I'm getting more into CEO for my site lately, and my main concern is Google, of course. I'm a little confused about exactly how their crawlers work. For instance, I'm using Google webmaster and seeing a vastly different amount of pages crawled day to day, none of which even come close to representing every page on my entire site, so I assume they limit the crawl in some fashion. I don't expect them to crawl every single "page" on the site every day, as there are probably a couple hundred thousand, possibly even a million at this point, so I'd like a way to point them towards the most important stuff.
So I guess a sitemap is the answer?
My entire site is my custom code, so I don't have any sitemap building software or anything like that. I know there are some free online ones out there but they seem to severely limit the amount of pages they will crawl. Besides, the point is that I want more control over things. For example, my "default" (home) page links to all of our articles, but so does my forum, so it's kind of pointless to crawl both. And although there may be some benefit to letting a crawler crawl through all of the replies pages of the forum, I'm more concerned about making sure that the "page one" of each article, etc. is getting crawled.

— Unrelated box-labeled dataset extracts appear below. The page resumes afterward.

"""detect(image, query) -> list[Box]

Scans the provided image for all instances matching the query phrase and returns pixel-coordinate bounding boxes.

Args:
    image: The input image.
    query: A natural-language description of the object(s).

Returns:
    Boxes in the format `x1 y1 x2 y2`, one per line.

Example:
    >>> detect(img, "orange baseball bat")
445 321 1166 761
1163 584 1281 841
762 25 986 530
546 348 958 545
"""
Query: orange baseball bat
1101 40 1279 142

I'm just a bit confused where to start. And one main question I have is... can a sitemap LIMIT what Google crawls? This (from Google) seems to suggest otherwise:
"Sitemaps supplement and do not replace the existing crawl-based mechanisms that search engines already use to discover URLs."
For instance, what I really kind of want to do is just create a small map of the important links (could probably modify my RSS, which currently has all of the newest news, reviews, etc.) and make sure Google gives them priority, but would Google stop there, or would it still crawl all of the stuff it used to? I don't want to lose other stuff (one of our biggest hits, oddly enough, was from an image posted on by a user that ended up the top image for "pokemon hoodie" searches, lol.) The above piece of info from Google would seem to suggest I'd be ok doing my small sitemap because it would only "supplement" their current process, but I dunno.
What do you guys/girls think? I guess one way to find out is to just do it, and watch the crawler results over the next week or so very closely...